Transpose arays with .T

In [27]:
y2d.T

array([[10., 20., 30., 40.],
       [10., 20., 30., 40.],
       [10., 20., 30., 40.]])

### Statistical methods of arrays

In [28]:
print('array a1d                       :', a1d)
print('Minimum and maximum             :', a1d.min(), a1d.max())
print('Index of minimum and maximum    :', a1d.argmin(), a1d.argmax())
print('Sum and product of all elements :', a1d.sum(), a1d.prod())
print('Mean and standard deviation     :', a1d.mean(), a1d.std())
print('Median and 75 percentile           :', np.median(a1d), np.percentile(a1d,75))

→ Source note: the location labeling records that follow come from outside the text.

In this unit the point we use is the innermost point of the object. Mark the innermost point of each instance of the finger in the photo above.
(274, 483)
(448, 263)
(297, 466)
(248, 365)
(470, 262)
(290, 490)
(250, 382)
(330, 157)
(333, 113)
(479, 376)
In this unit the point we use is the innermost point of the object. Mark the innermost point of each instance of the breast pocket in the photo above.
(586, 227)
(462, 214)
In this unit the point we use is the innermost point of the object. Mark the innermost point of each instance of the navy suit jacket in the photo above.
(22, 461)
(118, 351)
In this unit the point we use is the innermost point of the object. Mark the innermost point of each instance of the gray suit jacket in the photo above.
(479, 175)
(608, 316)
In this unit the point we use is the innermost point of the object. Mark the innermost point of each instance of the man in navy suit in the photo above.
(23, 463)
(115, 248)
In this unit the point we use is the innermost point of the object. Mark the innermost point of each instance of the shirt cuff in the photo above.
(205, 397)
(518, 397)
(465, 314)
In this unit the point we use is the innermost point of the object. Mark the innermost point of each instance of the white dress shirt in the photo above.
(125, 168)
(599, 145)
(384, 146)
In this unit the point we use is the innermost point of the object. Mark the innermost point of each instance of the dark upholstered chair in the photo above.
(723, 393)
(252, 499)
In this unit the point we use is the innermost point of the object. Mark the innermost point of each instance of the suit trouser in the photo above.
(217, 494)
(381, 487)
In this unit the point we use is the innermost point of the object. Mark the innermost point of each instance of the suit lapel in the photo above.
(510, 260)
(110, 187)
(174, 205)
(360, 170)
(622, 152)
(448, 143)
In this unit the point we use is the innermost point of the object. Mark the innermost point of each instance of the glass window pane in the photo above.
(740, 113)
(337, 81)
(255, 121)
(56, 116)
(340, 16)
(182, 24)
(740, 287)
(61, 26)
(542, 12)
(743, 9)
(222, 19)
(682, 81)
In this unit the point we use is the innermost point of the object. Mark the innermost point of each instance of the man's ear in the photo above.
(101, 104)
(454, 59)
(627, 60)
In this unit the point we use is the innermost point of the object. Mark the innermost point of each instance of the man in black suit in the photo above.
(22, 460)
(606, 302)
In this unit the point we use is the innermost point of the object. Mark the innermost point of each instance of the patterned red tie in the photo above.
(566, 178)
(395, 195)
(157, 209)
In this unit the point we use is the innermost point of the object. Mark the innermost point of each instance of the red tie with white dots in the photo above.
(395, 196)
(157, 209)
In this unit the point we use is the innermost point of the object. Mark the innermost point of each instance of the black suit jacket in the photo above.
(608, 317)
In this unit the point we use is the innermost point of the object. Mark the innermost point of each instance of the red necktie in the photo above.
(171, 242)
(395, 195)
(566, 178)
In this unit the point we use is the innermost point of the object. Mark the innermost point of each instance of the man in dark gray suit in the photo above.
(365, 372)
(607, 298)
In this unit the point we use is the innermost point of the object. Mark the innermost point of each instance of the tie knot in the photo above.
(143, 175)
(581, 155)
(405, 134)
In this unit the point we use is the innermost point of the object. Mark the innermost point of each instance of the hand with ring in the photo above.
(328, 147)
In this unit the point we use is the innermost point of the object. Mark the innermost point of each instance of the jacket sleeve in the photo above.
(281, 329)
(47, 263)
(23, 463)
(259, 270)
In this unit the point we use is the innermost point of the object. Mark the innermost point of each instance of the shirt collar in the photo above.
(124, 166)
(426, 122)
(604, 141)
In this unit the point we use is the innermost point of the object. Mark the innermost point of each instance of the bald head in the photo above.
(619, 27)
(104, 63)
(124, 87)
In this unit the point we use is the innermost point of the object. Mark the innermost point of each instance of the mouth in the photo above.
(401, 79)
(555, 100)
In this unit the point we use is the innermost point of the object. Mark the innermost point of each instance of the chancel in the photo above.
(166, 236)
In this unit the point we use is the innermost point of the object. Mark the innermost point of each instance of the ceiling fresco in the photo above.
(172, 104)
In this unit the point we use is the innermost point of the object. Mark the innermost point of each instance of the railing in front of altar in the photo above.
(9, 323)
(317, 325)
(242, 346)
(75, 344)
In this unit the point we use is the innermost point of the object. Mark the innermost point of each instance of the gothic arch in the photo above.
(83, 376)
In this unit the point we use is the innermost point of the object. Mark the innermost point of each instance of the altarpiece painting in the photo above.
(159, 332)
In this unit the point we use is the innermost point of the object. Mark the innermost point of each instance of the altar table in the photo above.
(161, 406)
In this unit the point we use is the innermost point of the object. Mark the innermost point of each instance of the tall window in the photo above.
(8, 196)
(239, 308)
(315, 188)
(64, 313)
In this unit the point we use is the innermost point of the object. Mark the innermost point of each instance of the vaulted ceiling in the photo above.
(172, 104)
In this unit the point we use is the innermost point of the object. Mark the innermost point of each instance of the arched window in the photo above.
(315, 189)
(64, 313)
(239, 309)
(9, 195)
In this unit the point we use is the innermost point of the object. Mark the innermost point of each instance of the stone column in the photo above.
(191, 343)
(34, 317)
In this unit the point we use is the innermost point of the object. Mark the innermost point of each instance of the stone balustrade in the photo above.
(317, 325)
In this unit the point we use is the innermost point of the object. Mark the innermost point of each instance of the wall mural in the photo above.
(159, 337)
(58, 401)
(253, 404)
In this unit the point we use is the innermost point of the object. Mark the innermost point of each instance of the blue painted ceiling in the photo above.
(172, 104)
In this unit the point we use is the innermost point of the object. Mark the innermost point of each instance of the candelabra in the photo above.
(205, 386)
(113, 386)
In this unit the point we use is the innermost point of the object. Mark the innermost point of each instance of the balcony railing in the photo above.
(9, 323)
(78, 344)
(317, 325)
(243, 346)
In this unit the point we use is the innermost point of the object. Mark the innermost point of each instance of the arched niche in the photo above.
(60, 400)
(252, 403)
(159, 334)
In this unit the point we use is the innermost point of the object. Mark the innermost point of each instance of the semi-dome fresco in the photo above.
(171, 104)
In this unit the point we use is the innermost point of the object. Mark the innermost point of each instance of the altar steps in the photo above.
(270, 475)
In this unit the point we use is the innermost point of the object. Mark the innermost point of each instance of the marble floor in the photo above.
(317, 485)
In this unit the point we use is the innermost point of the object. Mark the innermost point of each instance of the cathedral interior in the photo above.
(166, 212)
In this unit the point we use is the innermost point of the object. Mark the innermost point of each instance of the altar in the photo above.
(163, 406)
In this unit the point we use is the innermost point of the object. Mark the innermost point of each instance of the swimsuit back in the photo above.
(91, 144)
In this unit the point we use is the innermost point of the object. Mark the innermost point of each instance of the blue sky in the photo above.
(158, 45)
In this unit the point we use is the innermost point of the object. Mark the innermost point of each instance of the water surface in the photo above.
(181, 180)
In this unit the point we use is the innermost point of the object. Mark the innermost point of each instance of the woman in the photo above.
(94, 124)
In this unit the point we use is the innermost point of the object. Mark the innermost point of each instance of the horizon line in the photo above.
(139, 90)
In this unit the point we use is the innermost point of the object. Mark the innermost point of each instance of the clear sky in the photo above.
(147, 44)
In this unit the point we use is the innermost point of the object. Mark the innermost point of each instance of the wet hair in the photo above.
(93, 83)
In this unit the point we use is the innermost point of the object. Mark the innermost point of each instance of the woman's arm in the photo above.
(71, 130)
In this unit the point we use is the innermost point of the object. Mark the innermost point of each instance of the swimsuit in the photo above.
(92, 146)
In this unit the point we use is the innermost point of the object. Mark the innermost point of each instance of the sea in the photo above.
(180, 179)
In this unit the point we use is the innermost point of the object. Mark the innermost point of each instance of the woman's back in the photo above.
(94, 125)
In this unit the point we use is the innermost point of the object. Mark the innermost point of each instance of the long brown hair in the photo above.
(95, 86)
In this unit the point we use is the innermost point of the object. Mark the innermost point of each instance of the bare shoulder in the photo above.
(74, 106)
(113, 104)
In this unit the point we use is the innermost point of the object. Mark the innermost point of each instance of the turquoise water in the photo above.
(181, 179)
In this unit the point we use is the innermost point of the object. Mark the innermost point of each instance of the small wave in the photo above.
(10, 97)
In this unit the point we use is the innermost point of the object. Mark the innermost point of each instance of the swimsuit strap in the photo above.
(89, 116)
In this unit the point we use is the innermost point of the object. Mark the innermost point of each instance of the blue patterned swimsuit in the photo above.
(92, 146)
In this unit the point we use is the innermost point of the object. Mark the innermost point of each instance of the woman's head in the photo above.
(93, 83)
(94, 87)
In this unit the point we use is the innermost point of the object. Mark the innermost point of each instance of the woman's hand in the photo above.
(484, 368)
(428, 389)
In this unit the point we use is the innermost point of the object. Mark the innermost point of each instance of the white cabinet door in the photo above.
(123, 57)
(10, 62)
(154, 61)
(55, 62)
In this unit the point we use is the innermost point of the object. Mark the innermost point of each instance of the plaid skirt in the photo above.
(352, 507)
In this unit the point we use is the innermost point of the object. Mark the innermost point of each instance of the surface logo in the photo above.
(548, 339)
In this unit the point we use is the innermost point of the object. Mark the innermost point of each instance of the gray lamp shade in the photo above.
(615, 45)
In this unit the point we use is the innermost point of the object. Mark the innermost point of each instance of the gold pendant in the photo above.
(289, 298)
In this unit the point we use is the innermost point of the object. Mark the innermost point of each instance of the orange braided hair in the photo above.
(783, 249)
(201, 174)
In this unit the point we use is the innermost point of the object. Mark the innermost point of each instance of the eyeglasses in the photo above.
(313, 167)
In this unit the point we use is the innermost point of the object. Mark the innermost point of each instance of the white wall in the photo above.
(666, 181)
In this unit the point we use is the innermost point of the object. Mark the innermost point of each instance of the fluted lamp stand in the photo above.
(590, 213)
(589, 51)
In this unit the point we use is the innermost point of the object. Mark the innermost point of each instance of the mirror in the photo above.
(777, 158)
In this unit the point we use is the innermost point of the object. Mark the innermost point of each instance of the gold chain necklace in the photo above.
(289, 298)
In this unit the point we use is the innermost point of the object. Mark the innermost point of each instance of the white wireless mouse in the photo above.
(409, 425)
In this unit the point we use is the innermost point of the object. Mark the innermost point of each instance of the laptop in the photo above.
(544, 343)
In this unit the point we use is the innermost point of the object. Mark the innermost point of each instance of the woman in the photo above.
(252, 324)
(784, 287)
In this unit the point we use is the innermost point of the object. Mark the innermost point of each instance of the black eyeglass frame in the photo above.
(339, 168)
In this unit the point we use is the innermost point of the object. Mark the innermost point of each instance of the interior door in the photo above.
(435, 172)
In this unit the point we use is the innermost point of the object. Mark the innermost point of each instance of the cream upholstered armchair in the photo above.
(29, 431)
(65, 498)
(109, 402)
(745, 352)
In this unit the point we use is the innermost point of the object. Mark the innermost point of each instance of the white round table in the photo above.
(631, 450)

array a1d                       : [3 4 5 6]
Minimum and maximum             : 3 6
Index of minimum and maximum    : 0 3
Sum and product of all elements : 18 360
Mean and standard deviation     : 4.5 1.118033988749895
Median and 75 percentile           : 4.5 5.25


### Operations over a given axis

In [29]:
print(a2d)
print('sum array  :',a2d.sum())
print('sum axis 0  :',a2d.sum(axis=0))
print('sum axis 1 :',a2d.sum(axis=1))

[[10. 20. 30.]
 [ 9.  8.  5.]]
sum array  : 82.0
sum axis 0  : [19. 28. 35.]
sum axis 1 : [60. 22.]


**Excercise** Using the array 'a' we created earlier, find: 
* The maximum value
* The 90th percentile 
* The mean along axis 0
* The sum along axis 1

(If you haven't made 'a' yet uncomment and run the following cell)

In [None]:
#a = np.array([[2, 3.2, 5.5, -6.4, -2.2, 2.4],
#              [1, 22, 4, 0.1, 5.3, -9],
#              [3, 1, 2.1, 21, 1.1, -2]])

In [None]:
# Your code here

### Vectorisation: operations on whole arrays

In [30]:
a = np.array([1,2,3,4])
print(a)

[1 2 3 4]


In [31]:
a**2

array([ 1,  4,  9, 16])

In [32]:
np.exp(a) # e raised to the power of a

array([ 2.71828183,  7.3890561 , 20.08553692, 54.59815003])

In [33]:
b = np.array([1, 10, 100, 1000])
a*b

array([   1,   20,  300, 4000])

All the maths we could apply to *ints*, *floats* and *complex* numbers individually we can now apply to arbitrarily large and complex *arrays* of numbers using NumPy. Let's revisit our function for calculating pressure from depth

In [34]:
def under_pressure(d,rho = 1027.5, g = 9.81):
    P = rho*g*d
    return P

You cannot perform a function on an entire list:

In [35]:
depths_list = [10,20,30,40,50]
pressures = under_pressure(depths_list)
print(pressures)

TypeError: can't multiply sequence by non-int of type 'float'

It is possible to loop through the elements of the list. For big datasets this would take a long time, so isnt advisable:

In [36]:
pressures=[] #create an empty list to hold the output
depths_list = [10,20,30,40,50]
for i in depths_list:
    pressures.append(under_pressure(i))
print(pressures)

[100797.75, 201595.5, 302393.25, 403191.0, 503988.75]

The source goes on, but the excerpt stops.